Everything is a nail! Machine Learning in CyberSecurity

by in Security

(This blog was originally published in June 2018. In February 2019, Micro Focus acquired Interset)

Last week, we had the privilege of engaging with a select group of individuals at the IANS Forum in Seattle. During the two-day conference, Interset Director of Field Operations Jay Lillie discussed how to assess the effectiveness of different types of machine learning in cybersecurity.

Though most everyone in cybersecurity claims support for AI and machine learning, Jay explained that there are key differences between supervised machine learning (learning by example) and unsupervised machine learning (learning by observation). Machine learning is akin to assessing human emotions via training of previously identified visual clues, as seen in Figure A.

Machine Learning in CyberSecurity1.png

 Figure A

In contrast, unsupervised machine learning is more dynamic. It’s based on learning by observation and leverages contextual clues to statistically determine when certain emotions are likely to manifest. Instead of relying on predefined labels from a series of images, unsupervised machine learning uses contextual data to recognize patterns within facial images and identify the expected emotion. 

Machine Learning in CyberSecurity2.png

Figure B

Finding the right tool for the job is the key to a successful machine learning solution in cybersecurity. Jay also shared some key advice on how to select a good solution: Define your needs, demand vendor clarity, use what you know, and evaluate the solutions in the context of your specific needs.  

Machine Learning in CyberSecurity3.png


Machine Learning in CyberSecurity4.png


View the full keynote and tech session presentations on SlideShare.

Following the tech sessions, there was a good discussion with questions from attendees, which are captured below.


Q: Are you only looking at people and their behaviors or also servers and machines?

A: Interset continuously measures “unique normal” and inter-entity relationships for multiple types of entities, such as users, machines, files, IP addresses, projects, resources, services, shares, websites, volumes, and printers. See our behavioral analytics page for more information on how we measure “unique normal” for these 11 types of entities.

Q: How do you reset baseline when an employee changes roles or title?

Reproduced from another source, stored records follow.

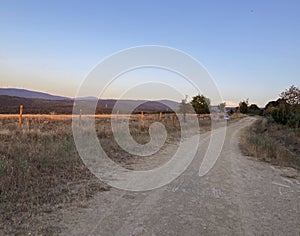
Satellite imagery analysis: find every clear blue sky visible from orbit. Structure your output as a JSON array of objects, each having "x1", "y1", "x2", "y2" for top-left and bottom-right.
[{"x1": 1, "y1": 0, "x2": 300, "y2": 106}]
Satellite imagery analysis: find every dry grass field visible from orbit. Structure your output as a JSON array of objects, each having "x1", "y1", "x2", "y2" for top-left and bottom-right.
[
  {"x1": 0, "y1": 116, "x2": 108, "y2": 234},
  {"x1": 240, "y1": 117, "x2": 300, "y2": 170},
  {"x1": 0, "y1": 113, "x2": 216, "y2": 234},
  {"x1": 0, "y1": 112, "x2": 243, "y2": 234}
]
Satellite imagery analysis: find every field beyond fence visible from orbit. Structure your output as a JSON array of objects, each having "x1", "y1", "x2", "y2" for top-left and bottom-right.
[{"x1": 0, "y1": 111, "x2": 243, "y2": 234}]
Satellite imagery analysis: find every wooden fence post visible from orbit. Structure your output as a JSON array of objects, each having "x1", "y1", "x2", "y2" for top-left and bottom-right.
[
  {"x1": 19, "y1": 105, "x2": 23, "y2": 125},
  {"x1": 79, "y1": 109, "x2": 82, "y2": 126},
  {"x1": 141, "y1": 111, "x2": 145, "y2": 130},
  {"x1": 159, "y1": 112, "x2": 162, "y2": 121},
  {"x1": 172, "y1": 114, "x2": 176, "y2": 127}
]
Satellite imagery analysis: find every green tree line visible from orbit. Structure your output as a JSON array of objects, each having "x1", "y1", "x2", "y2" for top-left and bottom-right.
[{"x1": 238, "y1": 85, "x2": 300, "y2": 128}]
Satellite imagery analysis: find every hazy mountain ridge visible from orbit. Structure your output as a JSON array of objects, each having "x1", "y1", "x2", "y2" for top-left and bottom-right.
[
  {"x1": 0, "y1": 88, "x2": 180, "y2": 114},
  {"x1": 0, "y1": 88, "x2": 70, "y2": 100}
]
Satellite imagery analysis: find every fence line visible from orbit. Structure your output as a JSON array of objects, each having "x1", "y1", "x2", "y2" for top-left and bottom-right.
[{"x1": 0, "y1": 113, "x2": 212, "y2": 120}]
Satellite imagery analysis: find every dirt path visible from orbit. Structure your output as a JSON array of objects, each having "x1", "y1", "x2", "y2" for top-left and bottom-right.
[{"x1": 59, "y1": 117, "x2": 300, "y2": 235}]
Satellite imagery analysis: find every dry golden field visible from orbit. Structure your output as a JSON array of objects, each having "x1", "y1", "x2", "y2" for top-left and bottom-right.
[
  {"x1": 0, "y1": 113, "x2": 210, "y2": 234},
  {"x1": 0, "y1": 112, "x2": 244, "y2": 234}
]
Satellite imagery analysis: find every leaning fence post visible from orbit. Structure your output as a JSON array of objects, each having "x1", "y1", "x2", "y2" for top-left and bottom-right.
[
  {"x1": 79, "y1": 109, "x2": 82, "y2": 126},
  {"x1": 19, "y1": 105, "x2": 23, "y2": 126},
  {"x1": 139, "y1": 111, "x2": 144, "y2": 131},
  {"x1": 172, "y1": 114, "x2": 176, "y2": 127}
]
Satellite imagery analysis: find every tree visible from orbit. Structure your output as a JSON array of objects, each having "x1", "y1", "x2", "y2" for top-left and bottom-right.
[
  {"x1": 271, "y1": 103, "x2": 289, "y2": 125},
  {"x1": 269, "y1": 85, "x2": 300, "y2": 128},
  {"x1": 248, "y1": 104, "x2": 262, "y2": 115},
  {"x1": 264, "y1": 99, "x2": 286, "y2": 116},
  {"x1": 179, "y1": 95, "x2": 193, "y2": 122},
  {"x1": 190, "y1": 94, "x2": 210, "y2": 114},
  {"x1": 218, "y1": 102, "x2": 226, "y2": 112},
  {"x1": 264, "y1": 95, "x2": 300, "y2": 128},
  {"x1": 280, "y1": 85, "x2": 300, "y2": 105},
  {"x1": 239, "y1": 99, "x2": 249, "y2": 114}
]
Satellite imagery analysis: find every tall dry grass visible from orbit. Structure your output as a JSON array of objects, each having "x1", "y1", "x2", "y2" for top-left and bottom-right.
[
  {"x1": 240, "y1": 118, "x2": 300, "y2": 169},
  {"x1": 0, "y1": 117, "x2": 109, "y2": 235},
  {"x1": 0, "y1": 113, "x2": 230, "y2": 234}
]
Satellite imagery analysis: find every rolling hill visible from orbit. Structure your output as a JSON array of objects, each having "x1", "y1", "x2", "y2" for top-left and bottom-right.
[
  {"x1": 0, "y1": 88, "x2": 70, "y2": 100},
  {"x1": 0, "y1": 89, "x2": 180, "y2": 114}
]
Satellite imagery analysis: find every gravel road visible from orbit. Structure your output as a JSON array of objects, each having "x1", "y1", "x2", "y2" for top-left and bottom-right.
[{"x1": 59, "y1": 117, "x2": 300, "y2": 236}]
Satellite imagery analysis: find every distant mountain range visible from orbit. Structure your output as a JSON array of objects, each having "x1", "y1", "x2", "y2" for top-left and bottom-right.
[
  {"x1": 0, "y1": 88, "x2": 70, "y2": 100},
  {"x1": 0, "y1": 88, "x2": 238, "y2": 114},
  {"x1": 0, "y1": 88, "x2": 180, "y2": 114}
]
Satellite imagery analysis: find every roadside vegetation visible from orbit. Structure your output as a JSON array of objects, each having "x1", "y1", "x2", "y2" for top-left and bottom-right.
[
  {"x1": 240, "y1": 118, "x2": 300, "y2": 169},
  {"x1": 240, "y1": 85, "x2": 300, "y2": 170}
]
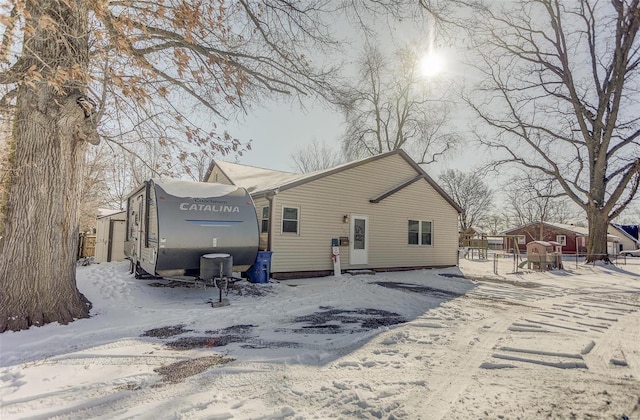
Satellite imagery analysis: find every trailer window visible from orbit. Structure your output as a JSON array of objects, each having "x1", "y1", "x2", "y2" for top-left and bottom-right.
[
  {"x1": 136, "y1": 200, "x2": 142, "y2": 225},
  {"x1": 282, "y1": 207, "x2": 299, "y2": 234},
  {"x1": 146, "y1": 186, "x2": 158, "y2": 245},
  {"x1": 261, "y1": 207, "x2": 269, "y2": 233}
]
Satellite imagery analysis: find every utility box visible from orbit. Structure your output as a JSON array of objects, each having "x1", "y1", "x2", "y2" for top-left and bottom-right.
[
  {"x1": 200, "y1": 253, "x2": 233, "y2": 280},
  {"x1": 331, "y1": 238, "x2": 341, "y2": 276}
]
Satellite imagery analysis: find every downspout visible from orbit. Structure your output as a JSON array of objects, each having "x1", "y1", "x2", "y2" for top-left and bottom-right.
[{"x1": 265, "y1": 190, "x2": 278, "y2": 252}]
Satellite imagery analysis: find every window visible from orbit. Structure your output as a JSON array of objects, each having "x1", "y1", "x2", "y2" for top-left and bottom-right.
[
  {"x1": 261, "y1": 207, "x2": 269, "y2": 233},
  {"x1": 516, "y1": 235, "x2": 526, "y2": 244},
  {"x1": 556, "y1": 235, "x2": 567, "y2": 246},
  {"x1": 354, "y1": 218, "x2": 366, "y2": 249},
  {"x1": 408, "y1": 220, "x2": 433, "y2": 246},
  {"x1": 282, "y1": 206, "x2": 299, "y2": 234},
  {"x1": 422, "y1": 221, "x2": 432, "y2": 245}
]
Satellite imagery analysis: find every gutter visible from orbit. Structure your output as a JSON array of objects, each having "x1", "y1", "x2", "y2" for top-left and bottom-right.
[{"x1": 265, "y1": 189, "x2": 278, "y2": 252}]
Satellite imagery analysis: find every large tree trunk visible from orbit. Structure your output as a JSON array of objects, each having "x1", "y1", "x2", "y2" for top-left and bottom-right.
[
  {"x1": 585, "y1": 208, "x2": 610, "y2": 263},
  {"x1": 0, "y1": 0, "x2": 98, "y2": 332}
]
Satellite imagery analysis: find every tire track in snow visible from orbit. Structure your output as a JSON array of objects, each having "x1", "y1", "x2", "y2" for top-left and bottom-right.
[{"x1": 411, "y1": 297, "x2": 519, "y2": 418}]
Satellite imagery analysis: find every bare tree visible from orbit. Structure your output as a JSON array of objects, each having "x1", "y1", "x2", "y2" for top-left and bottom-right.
[
  {"x1": 438, "y1": 169, "x2": 494, "y2": 240},
  {"x1": 0, "y1": 0, "x2": 350, "y2": 332},
  {"x1": 77, "y1": 144, "x2": 113, "y2": 232},
  {"x1": 504, "y1": 174, "x2": 581, "y2": 241},
  {"x1": 0, "y1": 116, "x2": 10, "y2": 235},
  {"x1": 338, "y1": 43, "x2": 459, "y2": 163},
  {"x1": 484, "y1": 214, "x2": 508, "y2": 236},
  {"x1": 456, "y1": 0, "x2": 640, "y2": 262},
  {"x1": 613, "y1": 202, "x2": 640, "y2": 225},
  {"x1": 291, "y1": 139, "x2": 344, "y2": 173}
]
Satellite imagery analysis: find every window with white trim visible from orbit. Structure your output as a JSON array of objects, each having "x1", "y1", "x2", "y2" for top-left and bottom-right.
[
  {"x1": 556, "y1": 235, "x2": 567, "y2": 246},
  {"x1": 408, "y1": 220, "x2": 433, "y2": 245},
  {"x1": 261, "y1": 207, "x2": 269, "y2": 233},
  {"x1": 516, "y1": 235, "x2": 526, "y2": 244},
  {"x1": 282, "y1": 206, "x2": 299, "y2": 234}
]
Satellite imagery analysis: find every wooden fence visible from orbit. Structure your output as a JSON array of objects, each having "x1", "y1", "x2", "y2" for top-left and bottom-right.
[{"x1": 78, "y1": 233, "x2": 96, "y2": 258}]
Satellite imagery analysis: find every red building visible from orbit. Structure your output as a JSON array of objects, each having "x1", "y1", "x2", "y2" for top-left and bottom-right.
[{"x1": 501, "y1": 222, "x2": 620, "y2": 255}]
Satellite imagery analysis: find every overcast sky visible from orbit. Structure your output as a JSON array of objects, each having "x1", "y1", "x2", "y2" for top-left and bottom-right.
[
  {"x1": 221, "y1": 11, "x2": 485, "y2": 176},
  {"x1": 226, "y1": 97, "x2": 344, "y2": 173}
]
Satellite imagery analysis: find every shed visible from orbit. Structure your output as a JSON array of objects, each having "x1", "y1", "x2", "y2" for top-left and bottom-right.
[
  {"x1": 204, "y1": 150, "x2": 463, "y2": 279},
  {"x1": 95, "y1": 210, "x2": 126, "y2": 263},
  {"x1": 526, "y1": 240, "x2": 563, "y2": 270}
]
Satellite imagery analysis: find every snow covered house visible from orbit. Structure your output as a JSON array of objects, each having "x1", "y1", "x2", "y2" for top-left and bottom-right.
[
  {"x1": 502, "y1": 222, "x2": 621, "y2": 255},
  {"x1": 608, "y1": 224, "x2": 640, "y2": 252},
  {"x1": 204, "y1": 150, "x2": 462, "y2": 279}
]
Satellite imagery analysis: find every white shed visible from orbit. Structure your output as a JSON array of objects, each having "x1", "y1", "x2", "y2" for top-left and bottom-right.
[{"x1": 95, "y1": 210, "x2": 126, "y2": 263}]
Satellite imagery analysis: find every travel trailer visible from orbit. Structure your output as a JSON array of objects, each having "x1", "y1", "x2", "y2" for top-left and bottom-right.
[{"x1": 124, "y1": 179, "x2": 259, "y2": 282}]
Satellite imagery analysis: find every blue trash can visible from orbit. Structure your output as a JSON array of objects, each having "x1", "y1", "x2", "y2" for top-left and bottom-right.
[{"x1": 246, "y1": 251, "x2": 272, "y2": 283}]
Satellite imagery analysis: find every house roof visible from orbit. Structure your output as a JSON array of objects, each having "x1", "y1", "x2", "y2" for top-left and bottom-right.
[
  {"x1": 610, "y1": 223, "x2": 640, "y2": 244},
  {"x1": 207, "y1": 150, "x2": 462, "y2": 213},
  {"x1": 502, "y1": 221, "x2": 620, "y2": 241},
  {"x1": 208, "y1": 161, "x2": 299, "y2": 193},
  {"x1": 469, "y1": 226, "x2": 487, "y2": 235},
  {"x1": 529, "y1": 240, "x2": 563, "y2": 247},
  {"x1": 96, "y1": 208, "x2": 125, "y2": 219}
]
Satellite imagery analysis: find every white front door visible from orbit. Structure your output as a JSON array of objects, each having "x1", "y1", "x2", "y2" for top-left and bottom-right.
[{"x1": 350, "y1": 215, "x2": 368, "y2": 265}]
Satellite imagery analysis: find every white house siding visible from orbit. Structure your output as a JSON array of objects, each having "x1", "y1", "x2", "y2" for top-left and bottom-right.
[
  {"x1": 608, "y1": 226, "x2": 637, "y2": 252},
  {"x1": 267, "y1": 154, "x2": 459, "y2": 274},
  {"x1": 206, "y1": 167, "x2": 233, "y2": 185}
]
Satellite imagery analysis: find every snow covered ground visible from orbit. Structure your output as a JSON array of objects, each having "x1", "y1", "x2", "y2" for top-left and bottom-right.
[{"x1": 1, "y1": 255, "x2": 639, "y2": 419}]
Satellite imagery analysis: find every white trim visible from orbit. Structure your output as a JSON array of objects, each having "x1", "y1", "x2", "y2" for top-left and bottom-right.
[
  {"x1": 350, "y1": 214, "x2": 369, "y2": 265},
  {"x1": 281, "y1": 205, "x2": 300, "y2": 235},
  {"x1": 260, "y1": 206, "x2": 269, "y2": 233},
  {"x1": 408, "y1": 219, "x2": 434, "y2": 246}
]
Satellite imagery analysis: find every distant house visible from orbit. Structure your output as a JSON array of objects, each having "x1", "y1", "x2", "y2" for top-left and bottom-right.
[
  {"x1": 502, "y1": 222, "x2": 620, "y2": 255},
  {"x1": 608, "y1": 224, "x2": 640, "y2": 252},
  {"x1": 487, "y1": 236, "x2": 504, "y2": 251},
  {"x1": 204, "y1": 150, "x2": 462, "y2": 279}
]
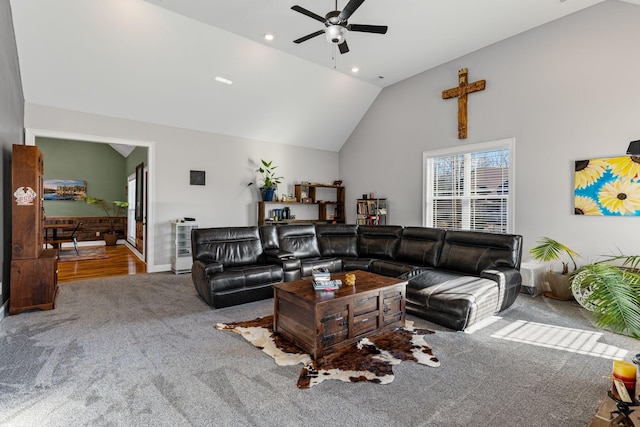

A: There is no need to reset or “tune” our platform when organizational changes, such as changing roles or changing populations, happen. Inteset uses unsupervised machine learning, a type of machine learning that can discover patterns without labels that enable self-learning through observation. And all of our models learn “online,” which means that they analyze live datasets in real time. This means that our platform will dynamically and automatically adapt to organizational changes.

Q: How do you approach compromised accounts?

A: Compromised accounts result in anomalous behavior, or behavior different than what is expected from the account owner. Interset is able to detect and connect anomalies in authentication, account type, login access to unusual locations (servers, file shares, etc.), active or remote sessions, and so on, and connect these anomalies to potentially compromised accounts, machines, etc.

Q: How do you integrate with other products, such as Splunk, so they don’t have to duplicate data?

A: Interset ingests metadata generated from log files from different sources (Splunk, Active Directory, Endpoint, Fileshare, SIEM, etc.) to be analyzed with its machine learning models. Interset does not duplicate data to run analysis.

Q: Can the product be used to retain log file data? Essentially to serve as a reference copy in case source log files are modified or removed?

The Interset product is not designed to be a repository for log file data, although the Hadoop infrastructure can be a very efficient big data storage option for log file retention. Interset is focused big data computation (as opposed to storage) to quickly and efficiently analyze vast volumes of security data to detect the threats that matter.

Q: How do you deal with user privacy issues, particularly GDPR?

The Interset threat detection platform was designed from the ground up to enable privacy due to the large volume of data being processed. Pseudonymization using secured, one-way hashing of sensitive fields is a built-in component of Interset’s platform. Most importantly, Interset’s hundreds of models were all designed to follow the principle of data minimization—all Interset models require only the minimum set of columns required for statistical processing, and columns not required for models are always optional. Interset’s R&D team also follows secure development lifecycle practices, including security architecture, independent, third-party security testing, and code analysis. For more information, read this Interset and GDPR article.

Q: Is there an ability to anonymize user data in a way that demonstrates users have not been targeted or singled-out?

A: Yes, anonymization is performed as part of data ingest. The specific user information can be masked and stored separately. Should a threat be detected, that specific user data can be retrieved and then unmasked.